CUTS International and the Organisation Internationale de la Francophonie organised this session that examined the relationship between innovation and trade in developing and least-developed countries, with an emphasis on Francophone nations.
“While innovation exists in developing and least developing countries, its diffusion in a commercially-viable form has been lacking. This is where the potential of trade as a powerful information catalyser should be harnessed”, said Pradeep S Mehta, Secretary-General of CUTS International in Geneva while introducing the event.
“We know the positive effects of trade liberalisation and openness, but we are not able to reap them. What is fundamental is harmonisation of trade policies with other national policies, enabling innovation capacities to develop”, remarked Dominique Forey, Professor at Ecole Polytechnique Fédérale de Lausanne. According to him, innovation is a part of a structural change that national policies need to accompany. This includes building the “self-discovering” capacity of entrepreneurs, enabling innovation, diversification and spillover effects, while encouraging what he called “smart specialisation”.
The example of industrial policy in Mauritius as cited by Ambassador Baboo Shree Servansing is actually a case in point of “smart specialisation”. By reinventing and diversifying sugar production from raw sugar to sugar cane cluster industries, Mauritius successfully took advantage of trade, including through Aid for Trade.
According to Pierre Claver Ndayiragije, ambassador of Burundi, and Professeur Desiré Avom, Professor at the University of Yaoundé there is too little innovation in Africa, explaining its disappointing level of growth, partly due to the inflation of raw material prices. LDCs remain marginalised in world trade because they have limited exposure to traditional channels of innovations (i.e. FDIs) and a weak ability to absorb and take advantage of those foreign innovations. At political level, technology policies and action plans are frequently missing, as well as resources. Brain drain, lack of infrastructure and public goods are also impeding innovation.
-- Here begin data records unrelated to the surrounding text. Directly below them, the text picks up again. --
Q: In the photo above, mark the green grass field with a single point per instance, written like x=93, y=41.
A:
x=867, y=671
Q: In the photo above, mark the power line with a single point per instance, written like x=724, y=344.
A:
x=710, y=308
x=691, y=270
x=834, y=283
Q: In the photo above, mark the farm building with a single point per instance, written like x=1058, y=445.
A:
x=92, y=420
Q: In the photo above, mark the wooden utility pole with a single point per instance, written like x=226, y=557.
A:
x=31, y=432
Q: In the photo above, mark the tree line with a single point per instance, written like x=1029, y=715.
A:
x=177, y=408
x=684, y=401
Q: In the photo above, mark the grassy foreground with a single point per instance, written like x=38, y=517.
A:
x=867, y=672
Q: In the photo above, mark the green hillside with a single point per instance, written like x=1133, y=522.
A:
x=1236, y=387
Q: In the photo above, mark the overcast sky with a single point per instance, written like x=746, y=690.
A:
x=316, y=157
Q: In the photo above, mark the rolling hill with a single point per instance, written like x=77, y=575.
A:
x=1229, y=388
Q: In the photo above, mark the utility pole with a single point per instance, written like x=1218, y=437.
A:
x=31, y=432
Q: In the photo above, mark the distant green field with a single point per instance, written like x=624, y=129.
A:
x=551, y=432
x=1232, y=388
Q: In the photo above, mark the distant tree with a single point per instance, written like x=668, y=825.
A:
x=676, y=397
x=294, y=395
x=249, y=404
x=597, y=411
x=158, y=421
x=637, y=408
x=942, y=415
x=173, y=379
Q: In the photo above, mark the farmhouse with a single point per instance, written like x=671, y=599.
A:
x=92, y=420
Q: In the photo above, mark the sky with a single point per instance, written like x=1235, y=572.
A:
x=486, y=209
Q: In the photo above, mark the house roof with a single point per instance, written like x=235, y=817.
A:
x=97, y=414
Asad Naqvi of United Nations Environment Programme emphasised the relationship between innovation and green growth, noting that the poorer people are the more they create value from nature. He recommended that LDCs and emerging countries should not disregard innovation, and more specifically for people that are at the bottom of the ladder. His key message is that there is no chance of innovation to happen if there is no relevant policy choice upstream.
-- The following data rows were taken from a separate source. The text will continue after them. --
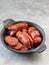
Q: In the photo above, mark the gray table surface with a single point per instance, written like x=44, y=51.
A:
x=36, y=11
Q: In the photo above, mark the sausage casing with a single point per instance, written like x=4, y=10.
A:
x=17, y=27
x=33, y=33
x=31, y=40
x=11, y=41
x=23, y=38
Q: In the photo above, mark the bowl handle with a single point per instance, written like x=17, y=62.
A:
x=8, y=21
x=41, y=48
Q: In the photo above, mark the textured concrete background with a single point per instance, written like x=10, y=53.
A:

The concept of innovation has long been associated with high technology and Silicon Valley, leaving out of the limelight other aspects of significant potential for development in some countries. Yet, the success story of Mauritius is not isolated, as can be seen from certain farming techniques under ‘Green Revolution’ in some developing countries or from the breakthroughs of the Kenyan model of mobile payment systems which are being replicated in many countries.